10月1日に行われた8台のピアノ・アンサンブル・コンサートでは、さくらシンガーズ、NAVコーラスが他の合唱団と一緒に出演し『フィンランディア』を歌った。メンバーたちに、クイーン・エリザベス劇場という大きな舞台を経験させたかったことから出演依頼に応じたそうで、団員思いの鈴木さんの気持ちが伺える。
「私はみなさんが(練習に)来てくださることをありがたく思っていますから、出来るだけみなさんと公平におつきあいしています。みなさん、歌が好き。楽しくやっていくのがプライオリティーですね」
そんな鈴木さんのかろやかな口調を聞いていると、こちらも歌いたくなる。

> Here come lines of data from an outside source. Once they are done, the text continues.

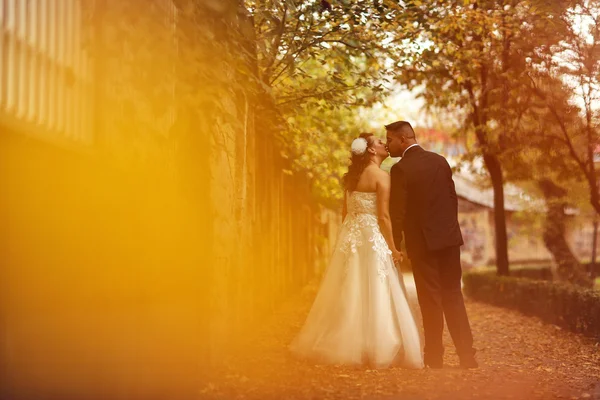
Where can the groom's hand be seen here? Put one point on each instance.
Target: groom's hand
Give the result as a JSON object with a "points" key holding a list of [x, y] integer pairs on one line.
{"points": [[398, 256]]}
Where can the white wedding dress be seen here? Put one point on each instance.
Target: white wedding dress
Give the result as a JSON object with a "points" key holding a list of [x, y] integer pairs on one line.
{"points": [[361, 314]]}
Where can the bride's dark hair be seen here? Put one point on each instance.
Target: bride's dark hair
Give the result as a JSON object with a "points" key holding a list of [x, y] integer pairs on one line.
{"points": [[358, 163]]}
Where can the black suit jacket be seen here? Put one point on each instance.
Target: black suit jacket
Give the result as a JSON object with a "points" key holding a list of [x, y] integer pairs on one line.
{"points": [[423, 203]]}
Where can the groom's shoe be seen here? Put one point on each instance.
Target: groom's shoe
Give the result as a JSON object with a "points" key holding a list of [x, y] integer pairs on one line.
{"points": [[468, 362], [434, 362], [434, 365]]}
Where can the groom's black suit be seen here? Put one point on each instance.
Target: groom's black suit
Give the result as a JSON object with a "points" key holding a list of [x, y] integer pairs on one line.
{"points": [[423, 205]]}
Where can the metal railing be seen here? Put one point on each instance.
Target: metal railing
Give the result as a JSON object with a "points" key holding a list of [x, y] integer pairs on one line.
{"points": [[45, 71]]}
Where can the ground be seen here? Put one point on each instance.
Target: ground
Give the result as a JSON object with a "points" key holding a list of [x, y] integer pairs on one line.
{"points": [[521, 358]]}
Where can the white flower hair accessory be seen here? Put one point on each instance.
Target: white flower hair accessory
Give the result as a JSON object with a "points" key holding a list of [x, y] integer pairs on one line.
{"points": [[359, 146]]}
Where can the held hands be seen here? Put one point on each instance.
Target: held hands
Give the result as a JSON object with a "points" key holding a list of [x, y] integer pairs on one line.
{"points": [[398, 256]]}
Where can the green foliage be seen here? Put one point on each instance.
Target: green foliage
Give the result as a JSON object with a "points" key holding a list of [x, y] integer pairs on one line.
{"points": [[562, 304], [320, 63]]}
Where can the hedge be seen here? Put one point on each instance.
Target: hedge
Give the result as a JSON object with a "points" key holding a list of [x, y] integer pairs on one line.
{"points": [[576, 309]]}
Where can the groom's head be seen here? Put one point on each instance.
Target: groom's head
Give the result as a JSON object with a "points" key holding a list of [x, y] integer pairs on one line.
{"points": [[400, 135]]}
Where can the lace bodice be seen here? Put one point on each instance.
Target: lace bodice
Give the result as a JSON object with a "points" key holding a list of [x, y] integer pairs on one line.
{"points": [[362, 226], [362, 203]]}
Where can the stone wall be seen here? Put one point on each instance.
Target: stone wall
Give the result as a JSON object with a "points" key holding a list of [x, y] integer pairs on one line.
{"points": [[136, 255]]}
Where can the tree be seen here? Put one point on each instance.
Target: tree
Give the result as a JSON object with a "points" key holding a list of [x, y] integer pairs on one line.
{"points": [[469, 55], [569, 87], [317, 63]]}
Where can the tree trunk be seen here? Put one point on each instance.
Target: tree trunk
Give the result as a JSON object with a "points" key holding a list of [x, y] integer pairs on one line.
{"points": [[568, 267], [493, 166]]}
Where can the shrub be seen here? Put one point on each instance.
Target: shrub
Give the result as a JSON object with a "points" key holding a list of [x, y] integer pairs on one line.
{"points": [[569, 306]]}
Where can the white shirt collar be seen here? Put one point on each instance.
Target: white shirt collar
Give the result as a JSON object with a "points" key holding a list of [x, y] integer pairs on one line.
{"points": [[412, 145]]}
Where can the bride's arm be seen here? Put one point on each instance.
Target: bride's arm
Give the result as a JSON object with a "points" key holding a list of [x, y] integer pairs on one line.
{"points": [[383, 211]]}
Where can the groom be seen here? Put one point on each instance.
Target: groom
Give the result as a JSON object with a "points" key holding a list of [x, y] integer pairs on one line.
{"points": [[423, 205]]}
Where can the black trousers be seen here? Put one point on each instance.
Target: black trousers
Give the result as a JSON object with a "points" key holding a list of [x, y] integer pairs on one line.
{"points": [[437, 278]]}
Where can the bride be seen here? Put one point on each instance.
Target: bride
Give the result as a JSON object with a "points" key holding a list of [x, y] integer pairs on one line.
{"points": [[361, 314]]}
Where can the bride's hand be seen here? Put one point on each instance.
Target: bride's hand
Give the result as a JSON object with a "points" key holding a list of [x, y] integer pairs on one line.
{"points": [[398, 256]]}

誰にでも暖かく手を差し伸べるような雰囲気の鈴木さんには、まだまだたくさんの魅力がありそうだ。
(取材 ルイーズ阿久沢)

 

ルース・麗子・鈴木さん (Ruth Huang-Suzuki)

プロフィール:
1936年、台湾生まれ。声楽のレッスンを受け、数々のコンクールで優勝し、独唱会、声楽、五十嵐喜芳氏との二重奏なども行った。台湾で知り合った日本人のご主人(故人)と1967年、家族でカナダに移住。バンクーバー・オペラに参加。ダグラス・カレッジで23年声楽を教えた。日本人移住者とともに『さくらシンガーズ』を結成。現在、音楽監督および理事長。NAVコーラスのディレクター・指揮者としても活動している。バンクーバー在住。3人のお子さん、5人の孫がいる。